Der Umstand, dass eine Strafe bzw. ein Strafrest bereits widerrufen worden ist, steht auch vor dem Hintergrund der Entscheidung des Bundesgerichtshofs vom 9. Februar 20121 – einer erneuten Strafaussetzung und somit dem Erfordernis einer gemeinsamen Entscheidung hierüber grundsätzlich nicht entgegen.

Nach Maßgabe von § 454b Abs. 2 Satz 1 StPO ist über eine Strafaussetzung in mehreren zur Vollstreckung anstehenden Freiheitsstrafen grundsätzlich gemeinsam, und zwar zum sog. gemeinsamen Zweidrittelzeitpunkt zu entscheiden. Hiervon geht – insoweit zutreffend – auch die Strafvollstreckungskammer aus. Soweit die Kammer indessen meint, Verfahren, in denen nach Widerruf einer Strafaussetzung eine Strafvollstreckung erfolge, nähmen an dieser gemeinsamen Entscheidung nicht teil, kann dem nicht gefolgt werden. Die Kammer stützt ihre Entscheidung auf einen Beschluss des Bundesgerichtshofs vom 9. Februar 20122, der sich jedoch – auf einen Antrag nach § 23 EGGVG – allein mit der Frage der angefochtenen Vollstreckungsreihenfolge nach Maßgabe von § 43 StVollstrO befasst, der jedoch die Frage, ob eine erneute Aussetzung der Vollstreckung eines Strafrests nach dessen Widerruf generell ausscheidet, ausdrücklich offen lässt. Rückschlüsse auf den Zeitpunkt der gemeinsamen Entscheidung über eine Strafaussetzung lassen sich – auch wenn der hierzu veröffentlichte Leitsatz diese Annahme nahe legen könnte – aus dieser Entscheidung somit nicht herleiten.
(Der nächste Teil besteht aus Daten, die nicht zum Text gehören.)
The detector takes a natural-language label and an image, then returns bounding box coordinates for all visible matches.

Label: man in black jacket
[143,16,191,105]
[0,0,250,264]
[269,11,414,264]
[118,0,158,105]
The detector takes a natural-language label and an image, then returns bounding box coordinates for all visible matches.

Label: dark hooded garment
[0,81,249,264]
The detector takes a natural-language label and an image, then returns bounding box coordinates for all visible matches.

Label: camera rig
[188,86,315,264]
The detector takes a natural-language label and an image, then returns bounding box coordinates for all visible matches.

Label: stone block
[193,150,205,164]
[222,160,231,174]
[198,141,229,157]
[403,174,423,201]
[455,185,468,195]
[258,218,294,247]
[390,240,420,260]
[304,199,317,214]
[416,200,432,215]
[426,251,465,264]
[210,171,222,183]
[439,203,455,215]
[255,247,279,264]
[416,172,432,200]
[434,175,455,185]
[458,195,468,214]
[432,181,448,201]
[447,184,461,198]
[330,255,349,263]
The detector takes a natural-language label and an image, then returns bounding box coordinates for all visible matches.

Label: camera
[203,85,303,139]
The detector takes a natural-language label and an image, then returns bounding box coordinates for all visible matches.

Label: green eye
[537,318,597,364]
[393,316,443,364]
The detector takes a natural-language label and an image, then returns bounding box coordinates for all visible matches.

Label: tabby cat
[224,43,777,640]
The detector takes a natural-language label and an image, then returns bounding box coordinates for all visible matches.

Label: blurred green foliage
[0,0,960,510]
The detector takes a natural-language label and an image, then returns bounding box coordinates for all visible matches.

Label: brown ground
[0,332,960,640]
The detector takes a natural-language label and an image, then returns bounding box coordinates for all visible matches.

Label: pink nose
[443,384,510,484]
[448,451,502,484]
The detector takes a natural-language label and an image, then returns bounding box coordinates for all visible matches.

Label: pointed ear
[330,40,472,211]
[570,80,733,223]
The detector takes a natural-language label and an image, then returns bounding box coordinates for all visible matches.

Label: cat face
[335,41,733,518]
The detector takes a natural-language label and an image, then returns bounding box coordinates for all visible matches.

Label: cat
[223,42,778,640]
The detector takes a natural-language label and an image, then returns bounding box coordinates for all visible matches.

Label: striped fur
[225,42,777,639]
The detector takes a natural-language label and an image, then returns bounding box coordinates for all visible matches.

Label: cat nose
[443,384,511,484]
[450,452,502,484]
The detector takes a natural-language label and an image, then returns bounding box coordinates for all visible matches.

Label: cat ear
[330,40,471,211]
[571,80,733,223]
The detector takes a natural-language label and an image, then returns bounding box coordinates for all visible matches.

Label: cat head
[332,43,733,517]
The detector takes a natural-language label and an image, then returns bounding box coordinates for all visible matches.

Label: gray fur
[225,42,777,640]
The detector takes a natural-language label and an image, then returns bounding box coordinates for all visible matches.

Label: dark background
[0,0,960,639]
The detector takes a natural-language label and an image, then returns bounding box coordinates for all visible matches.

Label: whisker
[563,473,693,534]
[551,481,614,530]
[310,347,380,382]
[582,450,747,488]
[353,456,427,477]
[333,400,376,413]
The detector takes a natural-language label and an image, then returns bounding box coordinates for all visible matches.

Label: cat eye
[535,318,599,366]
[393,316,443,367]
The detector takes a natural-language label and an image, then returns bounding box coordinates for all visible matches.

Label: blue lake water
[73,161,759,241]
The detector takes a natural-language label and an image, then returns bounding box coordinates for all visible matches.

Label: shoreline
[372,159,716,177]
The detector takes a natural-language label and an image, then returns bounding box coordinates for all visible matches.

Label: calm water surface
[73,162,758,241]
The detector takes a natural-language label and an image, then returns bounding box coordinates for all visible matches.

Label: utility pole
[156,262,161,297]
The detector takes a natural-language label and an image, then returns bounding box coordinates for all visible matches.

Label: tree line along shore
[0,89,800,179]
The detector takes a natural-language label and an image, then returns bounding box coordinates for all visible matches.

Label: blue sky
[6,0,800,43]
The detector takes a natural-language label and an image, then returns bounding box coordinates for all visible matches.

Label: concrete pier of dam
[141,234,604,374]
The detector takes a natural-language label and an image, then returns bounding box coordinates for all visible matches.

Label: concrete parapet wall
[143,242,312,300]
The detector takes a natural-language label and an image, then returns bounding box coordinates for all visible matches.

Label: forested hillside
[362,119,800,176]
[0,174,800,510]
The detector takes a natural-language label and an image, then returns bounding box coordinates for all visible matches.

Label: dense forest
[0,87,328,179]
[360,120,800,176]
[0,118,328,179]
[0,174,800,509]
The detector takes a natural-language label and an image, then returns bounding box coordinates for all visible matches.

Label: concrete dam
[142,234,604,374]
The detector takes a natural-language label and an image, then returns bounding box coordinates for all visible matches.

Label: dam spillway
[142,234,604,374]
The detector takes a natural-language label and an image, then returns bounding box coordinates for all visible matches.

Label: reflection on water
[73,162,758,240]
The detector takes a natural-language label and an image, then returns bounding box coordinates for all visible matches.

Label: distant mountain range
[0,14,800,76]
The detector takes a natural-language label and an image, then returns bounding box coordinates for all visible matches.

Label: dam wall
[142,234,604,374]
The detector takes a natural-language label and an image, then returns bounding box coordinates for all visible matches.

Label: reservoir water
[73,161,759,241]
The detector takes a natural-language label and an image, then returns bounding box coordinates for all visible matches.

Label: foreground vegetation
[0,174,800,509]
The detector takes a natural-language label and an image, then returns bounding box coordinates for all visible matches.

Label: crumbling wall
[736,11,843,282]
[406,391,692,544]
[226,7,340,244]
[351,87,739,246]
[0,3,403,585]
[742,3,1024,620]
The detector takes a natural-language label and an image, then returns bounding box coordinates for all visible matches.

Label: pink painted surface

Nach nahezu einhelliger Auffassung steht vielmehr der Umstand, dass eine Strafe bzw. ein Strafrest bereits widerrufen worden ist, einer erneuten Strafaussetzung grundsätzlich nicht entgegen3, selbst vor Beginn der Vollstreckung. Ob dies immer sinnvoll ist, und ob hierdurch ein erfolgter Widerruf einer Strafaussetzung faktisch leerlaufen kann, kann hierbei indessen dahin stehen. Hieraus folgt aber zugleich, dass diese Verfahren an der gemeinsam zu treffenden Entscheidung über die Strafaussetzung teilzunehmen haben. Dies gilt vorliegend umso mehr, als der Verurteilte in allen derzeit zur Vollstreckung anstehenden Verfahren einen Antrag nach § 57 Abs. 1 StGB gestellt hatte – über welche die Kammer in den übrigen Verfahren gar nicht entschieden hat.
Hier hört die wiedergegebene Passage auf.